If function calling is triggered, the call arguments will be contained in the tool_calls
attribute in the choices
element in the response. The finish_reason
will be tool_calls
.
from openai import OpenAI
tools = [{
"type": "function",
"function": {
"name": "get_current_weather",
"description": "Get the current weather in a given location",
"parameters": {
"type": "object",
"properties": {
"location": {
"type": "string"
},
"unit": {
"type": "string",
"default": "celsius"
}
},
"required": ["location"]
}
}
}]
client = OpenAI(api_key='Your API Key', base_url='http://localhost:5001/v1/')
output = client.chat.completions.create(
model='my_llama_model',
messages=[
dict(role='user', content='What is the current weather in London?')
],
max_tokens=256,
tools=tools,
tool_choice='auto',
stream=False
).choices[0].model_dump()
# output:
# {'finish_reason': 'tool_calls',
# 'index': 0,
# 'logprobs': None,
# 'message': {'content': None,
# 'role': 'assistant',
# 'function_call': None,
# 'tool_calls': [{'id': 'call_052c8a6b',
# 'function': {'arguments': '{"location": "London", "unit": "celsius" }',
# 'name': 'get_current_weather'},
# 'type': 'function',
# 'index': 0}]}}
If tool_choice="none"
is passed, the list of tools provided will be ignored and the model will only generate normal text.
Only one model is loaded on ram at a time, but the engine leverage MLX fast module loading time to spin up another model when it is requested. This allows serving multiple models with one endpoint.
When configuring your model, you can specify the quantisation to increase your inference speed and lower memory usage. The original model is converted to MLX quantised model format when initialising the serving engine.
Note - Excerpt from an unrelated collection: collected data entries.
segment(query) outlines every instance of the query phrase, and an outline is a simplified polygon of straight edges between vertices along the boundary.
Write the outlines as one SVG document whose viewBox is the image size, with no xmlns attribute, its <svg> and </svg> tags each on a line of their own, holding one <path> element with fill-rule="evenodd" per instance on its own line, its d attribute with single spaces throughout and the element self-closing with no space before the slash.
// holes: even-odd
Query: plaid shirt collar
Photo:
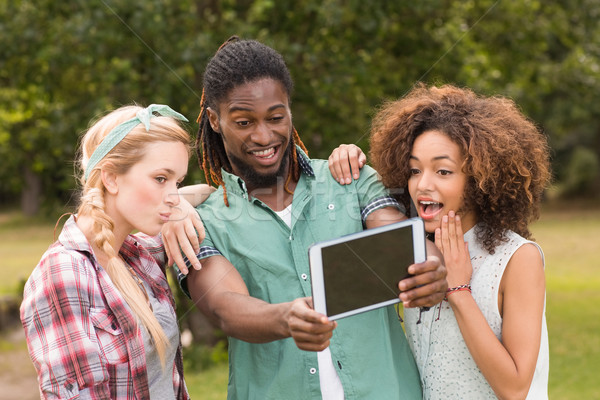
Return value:
<svg viewBox="0 0 600 400">
<path fill-rule="evenodd" d="M 94 268 L 96 270 L 99 267 L 98 260 L 94 255 L 94 251 L 92 250 L 92 245 L 87 240 L 79 226 L 77 226 L 77 216 L 71 215 L 65 225 L 63 227 L 62 232 L 58 236 L 58 241 L 62 244 L 67 250 L 75 250 L 80 252 L 85 252 L 90 254 L 94 262 Z M 135 236 L 128 235 L 125 238 L 125 241 L 121 245 L 121 249 L 119 253 L 126 258 L 139 257 L 140 251 L 138 249 L 138 241 L 135 239 Z M 136 272 L 140 272 L 136 268 Z"/>
<path fill-rule="evenodd" d="M 90 242 L 88 242 L 79 226 L 77 226 L 76 215 L 71 215 L 67 222 L 65 222 L 65 226 L 63 226 L 63 230 L 58 236 L 58 241 L 67 250 L 77 250 L 94 254 Z"/>
</svg>

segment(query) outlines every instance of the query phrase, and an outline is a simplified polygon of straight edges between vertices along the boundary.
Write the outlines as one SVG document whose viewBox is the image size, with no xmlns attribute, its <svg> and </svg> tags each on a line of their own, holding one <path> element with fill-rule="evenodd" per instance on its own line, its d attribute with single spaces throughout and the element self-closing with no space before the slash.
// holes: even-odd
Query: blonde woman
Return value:
<svg viewBox="0 0 600 400">
<path fill-rule="evenodd" d="M 189 398 L 157 236 L 187 173 L 190 138 L 177 120 L 168 106 L 125 106 L 82 139 L 81 204 L 21 306 L 44 399 Z"/>
</svg>

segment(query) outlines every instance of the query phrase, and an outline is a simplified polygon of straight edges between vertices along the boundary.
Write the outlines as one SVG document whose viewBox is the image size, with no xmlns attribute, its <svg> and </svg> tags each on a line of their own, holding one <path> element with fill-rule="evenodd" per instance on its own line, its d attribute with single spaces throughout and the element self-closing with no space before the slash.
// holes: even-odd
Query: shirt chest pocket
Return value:
<svg viewBox="0 0 600 400">
<path fill-rule="evenodd" d="M 351 196 L 324 199 L 310 204 L 307 227 L 314 241 L 333 239 L 363 230 L 358 201 Z"/>
<path fill-rule="evenodd" d="M 125 335 L 117 318 L 107 309 L 91 309 L 90 319 L 96 333 L 98 347 L 109 364 L 127 362 Z"/>
</svg>

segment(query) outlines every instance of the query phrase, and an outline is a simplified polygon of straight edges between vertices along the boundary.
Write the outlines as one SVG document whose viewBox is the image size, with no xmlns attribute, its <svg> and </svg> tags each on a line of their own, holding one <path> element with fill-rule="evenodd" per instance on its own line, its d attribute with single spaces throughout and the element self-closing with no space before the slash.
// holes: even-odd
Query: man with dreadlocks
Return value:
<svg viewBox="0 0 600 400">
<path fill-rule="evenodd" d="M 312 308 L 312 243 L 405 217 L 374 170 L 343 186 L 327 161 L 308 158 L 291 91 L 281 55 L 256 41 L 230 39 L 204 73 L 196 151 L 218 190 L 197 209 L 202 269 L 181 285 L 229 336 L 228 398 L 420 399 L 393 307 L 339 322 Z M 410 268 L 415 276 L 399 284 L 404 305 L 439 303 L 439 258 Z"/>
</svg>

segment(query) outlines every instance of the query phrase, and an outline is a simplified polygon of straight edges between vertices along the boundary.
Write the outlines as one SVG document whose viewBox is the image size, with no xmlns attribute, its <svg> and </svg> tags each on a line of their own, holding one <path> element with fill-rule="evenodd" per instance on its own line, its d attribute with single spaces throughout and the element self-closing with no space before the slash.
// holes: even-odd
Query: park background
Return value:
<svg viewBox="0 0 600 400">
<path fill-rule="evenodd" d="M 533 225 L 546 252 L 550 398 L 600 399 L 599 21 L 599 0 L 0 0 L 0 399 L 36 398 L 16 310 L 54 223 L 77 205 L 79 136 L 133 102 L 171 105 L 195 135 L 204 66 L 234 34 L 283 55 L 312 157 L 339 143 L 367 150 L 377 107 L 416 82 L 519 104 L 552 147 Z M 196 182 L 192 159 L 185 183 Z M 224 398 L 222 335 L 179 301 L 195 333 L 188 386 Z"/>
</svg>

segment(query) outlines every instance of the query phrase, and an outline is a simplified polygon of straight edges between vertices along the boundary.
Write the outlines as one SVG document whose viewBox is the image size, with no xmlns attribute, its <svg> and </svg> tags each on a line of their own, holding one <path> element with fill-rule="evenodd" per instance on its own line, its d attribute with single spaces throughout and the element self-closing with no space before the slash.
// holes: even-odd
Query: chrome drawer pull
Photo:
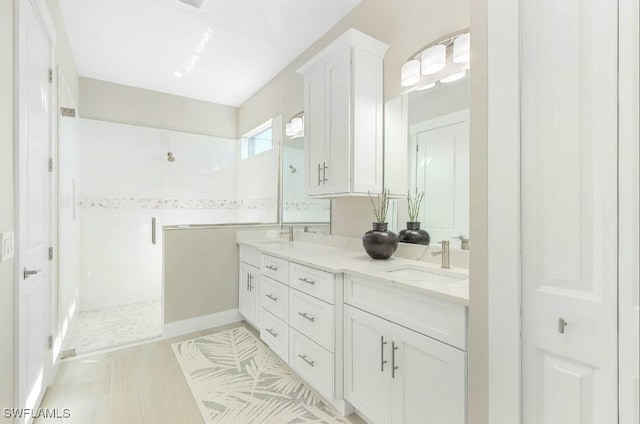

from pydantic import BaseModel
from openai import OpenAI
client = OpenAI(api_key='Your API Key', base_url='http://localhost:5001/v1/')
class Customer(BaseModel):
first_name: str
last_name: str
age: int
prompt = """Extract the customer information from the following text in json format:
"...The customer David Stone join our membership in 20023, his current age is thirty five years old...."
"""
for i in client.chat.completions.create(
model='my_llama_model',
messages=[dict(role='user', content=prompt)],
max_tokens=200,
stream=True,
extra_body=dict(
guided_json=Customer.model_json_schema()
)
):
print(i.choices[0].delta.content, end='')
# Output: {"first_name": "David", "last_name": "Stone", "age": 35}
This project is licensed under the terms of the MIT license.